DuGrandRattrapageDu Grand Rattrapage au Déclin Tranquille

Quelle merveilleuse contribution à l’histoire économique du Québec que celle de Vincent Geloso. Après 4 ans de fouilles statistiques et de données économiques, Geloso réhabilite l’époque d’avant 1960, celle que les historiens ont qualifié de « Grande noirceur ».

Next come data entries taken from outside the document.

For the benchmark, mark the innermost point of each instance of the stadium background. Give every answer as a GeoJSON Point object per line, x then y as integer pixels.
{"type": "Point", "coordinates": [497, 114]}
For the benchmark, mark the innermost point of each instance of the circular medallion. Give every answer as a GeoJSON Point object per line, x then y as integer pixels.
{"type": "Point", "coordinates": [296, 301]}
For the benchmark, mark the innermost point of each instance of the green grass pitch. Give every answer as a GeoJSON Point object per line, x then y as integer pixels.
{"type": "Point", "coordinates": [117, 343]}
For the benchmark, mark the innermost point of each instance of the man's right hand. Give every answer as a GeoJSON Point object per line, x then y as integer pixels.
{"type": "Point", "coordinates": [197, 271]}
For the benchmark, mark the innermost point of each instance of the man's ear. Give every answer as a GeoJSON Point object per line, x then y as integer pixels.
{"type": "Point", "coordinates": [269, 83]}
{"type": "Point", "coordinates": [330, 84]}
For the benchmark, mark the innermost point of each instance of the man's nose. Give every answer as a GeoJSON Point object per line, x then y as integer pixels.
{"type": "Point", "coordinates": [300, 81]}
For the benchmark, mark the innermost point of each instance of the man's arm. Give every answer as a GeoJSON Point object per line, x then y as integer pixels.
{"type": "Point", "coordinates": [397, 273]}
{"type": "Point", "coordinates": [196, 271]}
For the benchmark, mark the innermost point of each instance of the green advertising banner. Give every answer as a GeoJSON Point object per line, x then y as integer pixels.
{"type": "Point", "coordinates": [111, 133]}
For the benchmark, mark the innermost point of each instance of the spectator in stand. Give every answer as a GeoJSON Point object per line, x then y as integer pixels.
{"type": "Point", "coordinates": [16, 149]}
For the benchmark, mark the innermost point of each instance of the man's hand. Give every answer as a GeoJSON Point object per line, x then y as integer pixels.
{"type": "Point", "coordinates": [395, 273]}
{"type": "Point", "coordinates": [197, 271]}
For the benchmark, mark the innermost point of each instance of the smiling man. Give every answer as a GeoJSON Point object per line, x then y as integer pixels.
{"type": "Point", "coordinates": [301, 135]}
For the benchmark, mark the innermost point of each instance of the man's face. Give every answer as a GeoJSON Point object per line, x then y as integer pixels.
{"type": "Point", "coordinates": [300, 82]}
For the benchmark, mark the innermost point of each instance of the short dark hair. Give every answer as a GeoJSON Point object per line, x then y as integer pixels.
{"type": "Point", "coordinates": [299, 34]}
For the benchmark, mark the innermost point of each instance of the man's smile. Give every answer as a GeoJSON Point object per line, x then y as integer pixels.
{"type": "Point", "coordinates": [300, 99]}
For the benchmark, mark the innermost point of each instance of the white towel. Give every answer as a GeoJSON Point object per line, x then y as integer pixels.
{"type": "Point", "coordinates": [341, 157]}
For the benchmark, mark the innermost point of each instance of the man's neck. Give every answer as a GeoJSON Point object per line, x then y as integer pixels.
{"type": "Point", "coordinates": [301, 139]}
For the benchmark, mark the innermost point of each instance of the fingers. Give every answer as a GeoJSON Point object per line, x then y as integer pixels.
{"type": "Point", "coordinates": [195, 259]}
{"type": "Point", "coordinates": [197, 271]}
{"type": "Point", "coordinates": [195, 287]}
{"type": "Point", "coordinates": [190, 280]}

Notre mythologie historique entourant la « Grande Noirceur » et le moment fondateur, croit-on, de la « Révolution tranquille » ne tiennent pas tout à fait la route lorsque mis à l’épreuve par la démonstration rigoureuse et passionnée de Geloso. Vérification faite, si on voulait parler de période de Grand Rattrapage, il faudrait plutôt se référer à l’époque de l’après-guerre de 1939-45 s’étalant jusqu’au début des années 1960, selon l’auteur.

Suivant cela, la « Révolution tranquille » des années 1960 et 1970 a-t-elle vraiment été l’expression d’une accélération du Grand Rattrapage pré-1960 démontré par Geloso? Même pas, prétend-il. « Relativement aux autres, on n’a pas fait aussi bien que la narrative de la Révolution tranquille prétend. »

À titre d’exemple et de façon absolument fascinante, nous serions même en plus mauvaise posture sur le plan des diplômés universitaires qu’au début des années 1960! La période chérie des révolutionnaires tranquilles? Plutôt le début d’un Déclin Tranquille, selon l’auteur.